If it were big enough, and flat enough, you'd be trapped in there. A flat earth, where you could never reach the edge.
 — ldischler, Nov 21 2005

I have talked to mathematicians who believe that a perfectly flat plane would in fact be curved. I didn't come close to understanding the argument. Something to do with soap bubbles.
 — DrCurry, Nov 21 2005

//(Though I'm calculating it will be only one thousandth for a rink 50' in radius.)// A hockey rink is 200' long and 100' wide.
 — sleeka, Nov 21 2005

It depends on the method you employ to check that the plate is completly flat. Light is bent by Earths gravity too...
 — Minimal, Nov 21 2005

Dr, it has to do with the idea that negative and postive infinities meet up somehow. Made no sense to me, either.
 — RayfordSteele, Nov 22 2005

Terrific! Read this as "La-Z-Zamboni," but this is even better!
 — roleohibachi, Nov 22 2005

No. No. No. No. No. No. No. No. No. No. No. No. No. No. No. No. No. No. No. No. No. No. No. No. No. No. No. No. No. No. No. No. No. No. No. No. No. No. No. No. No. No. No. No. No. No. No. No. No. No. No. No. PLEASE don't take away Zambonis...
 — -----, Nov 22 2005

It's ok, your'e allright, just breathe deeply into this paper bag now. There you go, Ohm...Ohm that's right, elevate your legs maybe.
Zambonis won't be extinct for many many years and even then, there will still be a few in zoos for you to pet.
 — 2 fries shy of a happy meal, Nov 22 2005

is [row of little dots] really going to pieces over an ice resurfacer?
 — po, Nov 22 2005

I can hire 3 mexicans to do the work cheaper than your lazer.
 — Antegrity, Nov 23 2005

Sorry, but the Zamboni is too cool to get rid of.
 — bspollard, Nov 23 2005

That's the thing, there would still be Zambonis except now they'd let you take'm for a spin for a fee, and if you wreck the ice surface, oh well, bzzzzzzzzt fixed.
 — 2 fries shy of a happy meal, Nov 23 2005

You can do a lot more damage than just wrecking the ice surface with a Zamboni. I'd go full throttle right at the side boards.
 — sleeka, Nov 24 2005

 every time I scan my recent page, my eye crosses this idea and I read "Lamb Bhuna".
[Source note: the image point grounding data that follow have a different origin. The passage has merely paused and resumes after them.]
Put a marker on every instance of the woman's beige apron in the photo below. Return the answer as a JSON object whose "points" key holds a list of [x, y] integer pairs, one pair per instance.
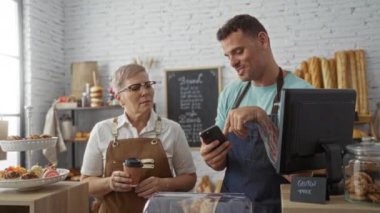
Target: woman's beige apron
{"points": [[121, 149]]}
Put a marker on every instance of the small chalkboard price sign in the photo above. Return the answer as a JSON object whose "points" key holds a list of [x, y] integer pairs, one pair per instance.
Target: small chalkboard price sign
{"points": [[308, 189], [192, 99]]}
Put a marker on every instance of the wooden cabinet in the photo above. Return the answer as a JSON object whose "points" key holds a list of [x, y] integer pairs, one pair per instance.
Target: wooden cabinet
{"points": [[61, 197]]}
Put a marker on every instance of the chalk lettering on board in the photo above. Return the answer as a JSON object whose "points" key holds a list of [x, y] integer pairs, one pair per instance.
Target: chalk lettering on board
{"points": [[192, 97]]}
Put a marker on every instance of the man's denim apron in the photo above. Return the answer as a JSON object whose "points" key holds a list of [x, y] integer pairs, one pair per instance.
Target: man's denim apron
{"points": [[249, 169]]}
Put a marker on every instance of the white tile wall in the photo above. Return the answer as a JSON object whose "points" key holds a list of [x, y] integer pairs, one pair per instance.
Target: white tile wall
{"points": [[182, 34]]}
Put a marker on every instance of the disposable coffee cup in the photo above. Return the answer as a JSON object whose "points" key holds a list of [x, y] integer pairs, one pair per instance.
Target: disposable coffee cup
{"points": [[133, 167]]}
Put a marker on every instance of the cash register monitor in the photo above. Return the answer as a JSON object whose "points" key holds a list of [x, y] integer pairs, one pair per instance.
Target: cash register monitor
{"points": [[314, 127]]}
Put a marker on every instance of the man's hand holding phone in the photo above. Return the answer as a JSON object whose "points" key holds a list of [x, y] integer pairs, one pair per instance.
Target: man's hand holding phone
{"points": [[214, 147]]}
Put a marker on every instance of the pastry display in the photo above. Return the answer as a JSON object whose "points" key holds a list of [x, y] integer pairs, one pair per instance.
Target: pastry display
{"points": [[36, 169], [29, 137], [29, 175], [362, 181], [50, 171], [19, 172], [96, 96], [14, 137]]}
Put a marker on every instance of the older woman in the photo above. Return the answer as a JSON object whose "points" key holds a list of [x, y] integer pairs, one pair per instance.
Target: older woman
{"points": [[139, 132]]}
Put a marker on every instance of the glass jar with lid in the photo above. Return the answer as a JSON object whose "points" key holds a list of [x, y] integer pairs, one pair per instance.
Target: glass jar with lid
{"points": [[362, 173]]}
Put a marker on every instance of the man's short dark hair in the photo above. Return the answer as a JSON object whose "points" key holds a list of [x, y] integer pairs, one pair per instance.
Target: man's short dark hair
{"points": [[246, 23]]}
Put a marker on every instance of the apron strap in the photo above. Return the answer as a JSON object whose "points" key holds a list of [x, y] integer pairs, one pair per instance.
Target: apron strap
{"points": [[114, 132], [241, 95], [157, 128], [276, 100]]}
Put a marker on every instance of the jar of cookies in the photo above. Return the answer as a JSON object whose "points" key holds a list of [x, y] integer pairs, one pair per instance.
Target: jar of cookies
{"points": [[362, 173]]}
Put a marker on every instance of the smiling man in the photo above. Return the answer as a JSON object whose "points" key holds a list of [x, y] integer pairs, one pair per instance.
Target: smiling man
{"points": [[252, 99]]}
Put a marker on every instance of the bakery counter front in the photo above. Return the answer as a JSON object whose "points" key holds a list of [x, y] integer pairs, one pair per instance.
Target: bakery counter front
{"points": [[336, 204], [61, 197]]}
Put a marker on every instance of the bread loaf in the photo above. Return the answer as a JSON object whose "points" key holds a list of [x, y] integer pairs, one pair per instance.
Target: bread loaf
{"points": [[332, 66], [307, 77], [304, 67], [326, 74], [362, 81], [315, 72], [354, 79], [298, 73], [341, 70]]}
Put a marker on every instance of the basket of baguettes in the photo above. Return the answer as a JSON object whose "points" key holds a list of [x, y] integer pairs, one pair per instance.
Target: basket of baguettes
{"points": [[346, 70]]}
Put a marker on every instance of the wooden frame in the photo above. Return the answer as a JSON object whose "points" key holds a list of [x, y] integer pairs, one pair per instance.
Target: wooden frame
{"points": [[193, 96]]}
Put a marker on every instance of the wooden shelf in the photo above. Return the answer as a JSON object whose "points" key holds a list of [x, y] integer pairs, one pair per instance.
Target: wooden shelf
{"points": [[363, 118], [76, 140], [90, 108]]}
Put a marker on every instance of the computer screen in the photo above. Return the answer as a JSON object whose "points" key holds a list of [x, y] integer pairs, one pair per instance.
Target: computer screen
{"points": [[310, 119]]}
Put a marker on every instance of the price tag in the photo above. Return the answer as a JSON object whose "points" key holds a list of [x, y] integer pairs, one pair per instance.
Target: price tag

DrCurry will explain. I'm eating poppadoms.
 — jonthegeologist, Nov 25 2005

 Nice idea. Thank you [Gordan Comstock] for your link. I hadn't a clue what a Zamboni might have been, but now I know.

Might the newly melted water bend or reflect the laser into a new direction, possibly harmfully. I can imagine that ripples in the surface might do this easily. I don't think that the curvature of the earth would do anything at all.
 — dbmag9, Nov 25 2005

Forget the Zamboni - it takes too long. But 3 seconds (or is it 30)? That's quite the laser!
 — Shz, Nov 27 2005

Hmmm, ripple reflected beams also hadn't crossed my mind, this may necessitate a retractable cover.
[Shz] the reason I thought that each sweep of the laser would only take a few seconds is because of the lower reflective strip. In three seconds a beam of light would have reflected off of the boards curved surfaces and would nearly blanket the ice in criss/crossing beams by the time one pass was completed,
 — 2 fries shy of a happy meal, Nov 27 2005

I got (and like) the reflecting coverage. It's the power that is amazing!
 — Shz, Nov 29 2005

Makes me want to go off and post Zamborghini.